If your campground has outdoor barbecue areas, or if you are barbecuing in your own backyard, use caution. First, make sure the barbecue is in good condition and proper working order before lighting it. If there are any loose or missing parts, don’t use it. Also, be sure it’s a safe distance from your tent, trees, shrubs, and other flammable objects. Finally, when cooking outdoors, keep a bucket of water or sand close to you should an emergency occur.
3. Burn Only Organic Materials
When you are camping or having a night around a backyard campfire, you may be tempted to throw garbage or other materials into the campfire. It is important that everyone in your group understands that burning non-organic materials could cause the fire to react violently and grow large quickly, which can lead to a forest fire. Be sure that you burn only organic materials like wood and leaves in your campfire.
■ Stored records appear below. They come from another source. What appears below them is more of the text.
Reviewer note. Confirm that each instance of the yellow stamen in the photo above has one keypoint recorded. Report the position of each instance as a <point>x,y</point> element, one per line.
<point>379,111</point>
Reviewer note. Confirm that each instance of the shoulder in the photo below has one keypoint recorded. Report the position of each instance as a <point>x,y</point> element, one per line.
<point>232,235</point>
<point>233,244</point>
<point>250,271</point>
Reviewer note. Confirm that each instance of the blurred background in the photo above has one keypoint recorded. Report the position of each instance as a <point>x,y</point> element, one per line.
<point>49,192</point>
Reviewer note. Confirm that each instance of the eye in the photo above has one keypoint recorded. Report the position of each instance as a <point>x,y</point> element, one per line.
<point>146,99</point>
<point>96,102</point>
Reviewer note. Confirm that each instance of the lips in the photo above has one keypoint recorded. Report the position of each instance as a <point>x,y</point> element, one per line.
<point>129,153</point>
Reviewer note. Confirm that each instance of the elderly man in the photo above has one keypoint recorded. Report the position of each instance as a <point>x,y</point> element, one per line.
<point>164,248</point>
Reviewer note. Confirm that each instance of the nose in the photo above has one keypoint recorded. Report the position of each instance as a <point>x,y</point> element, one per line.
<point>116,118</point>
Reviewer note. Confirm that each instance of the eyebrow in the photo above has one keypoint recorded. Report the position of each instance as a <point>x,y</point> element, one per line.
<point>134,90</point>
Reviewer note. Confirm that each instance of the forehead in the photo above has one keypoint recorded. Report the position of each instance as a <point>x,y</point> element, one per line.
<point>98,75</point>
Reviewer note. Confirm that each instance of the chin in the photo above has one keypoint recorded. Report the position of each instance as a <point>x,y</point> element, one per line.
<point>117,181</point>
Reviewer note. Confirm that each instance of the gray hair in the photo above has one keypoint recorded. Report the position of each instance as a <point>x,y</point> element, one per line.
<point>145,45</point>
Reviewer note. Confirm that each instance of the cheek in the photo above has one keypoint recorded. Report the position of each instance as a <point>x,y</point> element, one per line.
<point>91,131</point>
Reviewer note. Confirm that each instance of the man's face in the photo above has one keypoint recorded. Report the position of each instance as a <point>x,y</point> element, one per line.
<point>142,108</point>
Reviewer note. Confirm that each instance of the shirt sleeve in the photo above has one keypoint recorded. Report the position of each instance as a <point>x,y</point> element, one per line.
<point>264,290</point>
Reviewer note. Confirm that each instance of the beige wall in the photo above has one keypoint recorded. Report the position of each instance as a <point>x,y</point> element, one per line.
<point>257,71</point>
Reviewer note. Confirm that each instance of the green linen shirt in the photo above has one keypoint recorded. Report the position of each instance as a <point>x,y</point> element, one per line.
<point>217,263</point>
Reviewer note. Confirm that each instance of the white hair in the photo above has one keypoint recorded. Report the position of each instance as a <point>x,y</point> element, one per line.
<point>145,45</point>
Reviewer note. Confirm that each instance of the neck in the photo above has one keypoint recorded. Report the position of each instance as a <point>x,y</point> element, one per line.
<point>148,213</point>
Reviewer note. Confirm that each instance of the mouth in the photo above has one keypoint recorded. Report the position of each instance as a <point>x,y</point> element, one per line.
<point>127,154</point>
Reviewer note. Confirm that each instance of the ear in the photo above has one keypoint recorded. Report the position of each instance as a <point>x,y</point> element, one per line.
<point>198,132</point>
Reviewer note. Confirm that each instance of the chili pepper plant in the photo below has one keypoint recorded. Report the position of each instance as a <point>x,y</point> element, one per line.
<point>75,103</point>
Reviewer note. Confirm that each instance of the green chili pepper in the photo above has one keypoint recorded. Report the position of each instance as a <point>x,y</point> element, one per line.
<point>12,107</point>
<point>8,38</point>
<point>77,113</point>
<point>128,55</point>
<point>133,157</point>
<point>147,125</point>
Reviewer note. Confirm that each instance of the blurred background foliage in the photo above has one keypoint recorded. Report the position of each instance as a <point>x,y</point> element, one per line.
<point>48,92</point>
If you are going to burn paper or cardboard, break them down into smaller pieces. Be especially vigilant when burning cardboard because it typically creates large hot ashes that float through the air and can start a fire outside of your fire ring or pit. If the wind is blowing, avoid burning paper and cardboard.
Everyone wants to have fun while camping or spending time outdoors with friends and family. Being responsible about your campfire location, outdoor cooking habits, and campfire fuel are some of the best ways to prevent forest fires and keep everyone safe while enjoying your time outside.